おいしい食事は、いつも二人を無言にする。
もりもり食べ進める。
それに、酒が加われば更に進む。
途中から、熱燗の作り方を拓海に聞いて、
千鶴が燗をつけて出してやる。
千鶴は、後藤からの梅サワーを、
炭酸で割ってちびちび飲んだ。
どんどん土鍋の具が減り、
どんどんお酒も減っていく。
最後に〆の雑炊を作った。
大きな土鍋に踊っていた大量の食材は、
本家から持ってきたお酒とともに、
二人の胃袋にきっちり納まった。
□◆□◆□◆□
綺麗に無くなった土鍋と、大量の徳利の後片付けをしていると、
「千鶴ちゃん、ごめんね。もう無理、寝る」
「はい、大丈夫です。おやすみなさい」
拓海は、千鳥足で自室に戻っていき、
龍二は、ソファで船を漕いでいた。
すべてを洗い終わって、流れる水をきゅっと止めたとき、
後ろから龍二に抱きしめられた。
「龍二さん、ちょっと待ってください。

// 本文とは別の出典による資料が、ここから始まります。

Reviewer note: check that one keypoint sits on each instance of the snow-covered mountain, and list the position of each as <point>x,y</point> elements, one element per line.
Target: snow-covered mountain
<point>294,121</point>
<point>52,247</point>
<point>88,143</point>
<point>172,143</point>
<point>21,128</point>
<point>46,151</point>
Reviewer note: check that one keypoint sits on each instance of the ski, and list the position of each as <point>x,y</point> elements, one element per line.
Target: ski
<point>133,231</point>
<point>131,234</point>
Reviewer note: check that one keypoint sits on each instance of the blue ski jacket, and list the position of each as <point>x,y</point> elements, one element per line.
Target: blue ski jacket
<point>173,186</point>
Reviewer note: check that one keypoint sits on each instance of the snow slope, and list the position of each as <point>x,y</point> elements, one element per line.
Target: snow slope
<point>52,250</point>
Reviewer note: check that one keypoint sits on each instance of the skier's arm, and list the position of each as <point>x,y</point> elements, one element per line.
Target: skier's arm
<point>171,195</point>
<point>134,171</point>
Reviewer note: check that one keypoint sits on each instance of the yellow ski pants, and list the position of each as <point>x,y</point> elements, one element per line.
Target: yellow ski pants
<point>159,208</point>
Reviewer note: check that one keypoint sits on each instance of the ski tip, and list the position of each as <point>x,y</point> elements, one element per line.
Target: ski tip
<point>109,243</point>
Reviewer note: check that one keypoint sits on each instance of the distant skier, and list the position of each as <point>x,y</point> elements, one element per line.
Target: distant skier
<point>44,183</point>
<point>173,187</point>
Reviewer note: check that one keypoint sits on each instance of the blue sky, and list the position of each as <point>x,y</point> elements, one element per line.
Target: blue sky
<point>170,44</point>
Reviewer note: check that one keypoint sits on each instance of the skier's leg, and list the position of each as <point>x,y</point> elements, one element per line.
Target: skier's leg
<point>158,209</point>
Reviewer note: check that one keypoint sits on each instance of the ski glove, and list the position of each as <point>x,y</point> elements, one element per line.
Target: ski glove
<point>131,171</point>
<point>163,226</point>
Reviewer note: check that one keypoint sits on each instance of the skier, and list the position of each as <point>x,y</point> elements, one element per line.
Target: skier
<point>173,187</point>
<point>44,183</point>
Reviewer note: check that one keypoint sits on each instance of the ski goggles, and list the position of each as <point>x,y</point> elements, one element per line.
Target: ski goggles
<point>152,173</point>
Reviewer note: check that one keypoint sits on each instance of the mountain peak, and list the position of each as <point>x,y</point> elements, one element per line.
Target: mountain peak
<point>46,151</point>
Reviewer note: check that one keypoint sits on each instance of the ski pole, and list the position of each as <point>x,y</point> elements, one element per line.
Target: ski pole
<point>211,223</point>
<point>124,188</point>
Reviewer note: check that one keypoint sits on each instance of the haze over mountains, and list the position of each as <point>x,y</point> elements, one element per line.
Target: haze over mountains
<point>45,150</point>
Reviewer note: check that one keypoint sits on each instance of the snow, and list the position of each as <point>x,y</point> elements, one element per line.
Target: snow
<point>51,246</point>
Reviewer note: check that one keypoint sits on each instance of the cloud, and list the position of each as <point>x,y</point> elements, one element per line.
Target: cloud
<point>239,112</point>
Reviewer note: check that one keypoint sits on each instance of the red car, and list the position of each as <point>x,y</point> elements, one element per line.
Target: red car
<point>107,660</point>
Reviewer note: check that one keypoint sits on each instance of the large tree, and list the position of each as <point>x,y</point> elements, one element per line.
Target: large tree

もう終わりますから」
「…ん」
返事をしても、龍二は千鶴を離さない。
千鶴は、龍二を引き摺りながらキッチンを拭き上げて、龍二に向き合った。
千鶴は龍二の腰に手をまわして、
「龍二さん、終わりました」
「千鶴、可愛いな」
するりと頬を撫でて、千鶴の唇にキスを落とす。
リップ音を立てて離れると、龍二は千鶴の首筋に顔を埋めた。
「酔いましたね、龍二さん」
「…ん、眠い」
「そうでしょうね、寝ましょうか」
「…ん」
珍しく素直な龍二を、ベッドルームに誘導する。
どさっとベッドに突っ伏して龍二が倒れこんだ。
「龍二さん、ちょっと待って。お布団に入らないと…」
揺すっても龍二が微動だにしないため、
千鶴は、ベッドに上がって龍二の跨るように立ち、
まずひっくり返して仰向けにした。
次に肩を持って体を起こすと、
掛け布団を捲れるとこれまで捲り、龍二の体を倒す。
頭のほうに移動して、脇から手を廻し引き上げた。
「着替えは…、いいよね。スウェットだから」
足を持ち上げて掛け布団を引き抜き、龍二に掛けてやった。
龍二の寝息を確認して、
千鶴はシャワーを浴びに浴室に向かった。